Well, I'm not really sure I broke my junior - it could have been a previous owner, and no one said anything to a subsequent owner.  I had just finished a simple knurl with a home-made knurling tool and decided to take the compound slide apart for a good cleaning.  The knurl turned out sub-par, but usable for my first knurl :




But, then I found the break :




So, now I have to replace the cross slide car.  [sigh]


----------



## milomilo (Nov 12, 2016)

Do you have the skills to do a weld repair?


----------



## silverhawk (Nov 12, 2016)

milomilo said:


> Do you have the skills to do a weld repair?



Not cast iron like this. I could find someone, but would then have to have someone mill the surface and scrape it. It might be easier to pick one up on fleabay. I will find it, and get this thing back up and running.


----------



## milomilo (Nov 13, 2016)

silverhawk said:


> Not cast iron like this. I could find someone, but would then have to have someone mill the surface and scrape it. It might be easier to pick one up on fleabay. I will find it, and get this thing back up and running.

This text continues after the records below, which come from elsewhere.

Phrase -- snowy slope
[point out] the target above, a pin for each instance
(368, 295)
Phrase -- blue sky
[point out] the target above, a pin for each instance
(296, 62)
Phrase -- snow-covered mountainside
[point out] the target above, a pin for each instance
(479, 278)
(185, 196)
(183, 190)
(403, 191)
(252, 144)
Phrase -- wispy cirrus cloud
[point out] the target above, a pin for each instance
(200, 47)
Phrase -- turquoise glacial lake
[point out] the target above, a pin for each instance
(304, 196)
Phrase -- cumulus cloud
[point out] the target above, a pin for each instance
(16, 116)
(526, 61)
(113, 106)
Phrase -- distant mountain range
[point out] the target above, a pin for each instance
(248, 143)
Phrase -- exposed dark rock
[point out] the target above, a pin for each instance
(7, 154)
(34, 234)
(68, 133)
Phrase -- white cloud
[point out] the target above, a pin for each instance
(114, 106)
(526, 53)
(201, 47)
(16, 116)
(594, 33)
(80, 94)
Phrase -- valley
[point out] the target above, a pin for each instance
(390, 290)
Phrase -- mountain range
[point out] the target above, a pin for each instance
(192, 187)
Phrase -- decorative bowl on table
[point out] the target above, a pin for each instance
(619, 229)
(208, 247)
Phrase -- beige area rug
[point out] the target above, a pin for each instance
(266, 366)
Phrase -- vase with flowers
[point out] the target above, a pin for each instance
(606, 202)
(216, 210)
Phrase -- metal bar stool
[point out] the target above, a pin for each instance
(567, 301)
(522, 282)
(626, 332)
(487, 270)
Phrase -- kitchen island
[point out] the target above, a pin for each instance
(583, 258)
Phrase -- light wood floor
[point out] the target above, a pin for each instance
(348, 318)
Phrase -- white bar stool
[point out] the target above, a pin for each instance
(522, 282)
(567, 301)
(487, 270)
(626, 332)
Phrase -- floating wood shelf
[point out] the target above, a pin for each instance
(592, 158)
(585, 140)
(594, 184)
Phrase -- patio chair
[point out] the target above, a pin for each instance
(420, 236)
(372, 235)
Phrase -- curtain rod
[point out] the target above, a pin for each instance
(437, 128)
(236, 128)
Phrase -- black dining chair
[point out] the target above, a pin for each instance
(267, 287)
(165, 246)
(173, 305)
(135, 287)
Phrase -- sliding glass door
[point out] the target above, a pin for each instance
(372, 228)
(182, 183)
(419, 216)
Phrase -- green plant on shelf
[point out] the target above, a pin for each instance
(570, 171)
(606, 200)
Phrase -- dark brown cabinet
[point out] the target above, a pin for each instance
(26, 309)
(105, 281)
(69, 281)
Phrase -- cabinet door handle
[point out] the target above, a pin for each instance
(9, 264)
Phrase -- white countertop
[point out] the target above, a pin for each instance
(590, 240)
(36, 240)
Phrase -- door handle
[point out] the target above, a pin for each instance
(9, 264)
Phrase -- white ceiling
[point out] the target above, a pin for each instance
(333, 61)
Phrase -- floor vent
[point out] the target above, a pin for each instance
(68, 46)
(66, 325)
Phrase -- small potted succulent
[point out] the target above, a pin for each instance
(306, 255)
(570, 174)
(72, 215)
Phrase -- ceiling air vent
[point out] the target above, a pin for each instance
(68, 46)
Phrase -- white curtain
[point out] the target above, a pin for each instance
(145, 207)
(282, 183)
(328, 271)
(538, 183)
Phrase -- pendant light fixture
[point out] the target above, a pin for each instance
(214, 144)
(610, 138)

If you have a welder and some nickle rod, it should weld up nicely. With some careful grinding with a 4" grinder, and them some filing it should be good to go.


----------



## davidh (Nov 14, 2016)

thats should be an fairly easy repair for a good welder.  its not rocket science as milomilo sorta said.  anything you can do to it will make it better than it is, and it works now.   it must have had a heck of a crash. . . . good luck.


----------



## silverhawk (Nov 16, 2016)

Unfortunately, one of the pieces had broken off, and disappeared into some swarf on a clean up - I am missing part of the compound base.  I will keep the part around (in case I find the piece that had broken off) or I master the art of building up the broken off part.

I also found a replacement (and in much better shape than I had) on eBay - someone is parting out a 22-R junior with a 54" bed), and I expect an almost drop-in fit with my 22-YB.  It is the full apron/saddle/compound, so I will be back in the "saddle" shortly (sorry, my wife thinks I'm not too punny).


----------



## silverhawk (Dec 4, 2016)

So, I mis-typed - it was a 26-R.  But, it fit, and functions.  Just finished putting it back together and doing some test cuts (I was interrupted in building a gear depth gauge, finished making the shuttles last night) :





Incidentally, tried my hand at Knurling (before knowing I should have had specific diameters for it to turn out right), and I finally figured out using a cut-off tool (still need to work on it).

Plus, I'm finally getting the hang of centering in the 4-jaw independent chuck versus the 3-jaw scroll.  I'd have used the 3-jaw, but I need to true the jaws.  Also, my jaws only go in one direction (I'd love to have a another set of jaws that could be reversed) :




It's an old chuck, and may not be worth trying to track down replacement, reversed jaws.  But, who knows?  Maybe something will show up on fleabay.


----------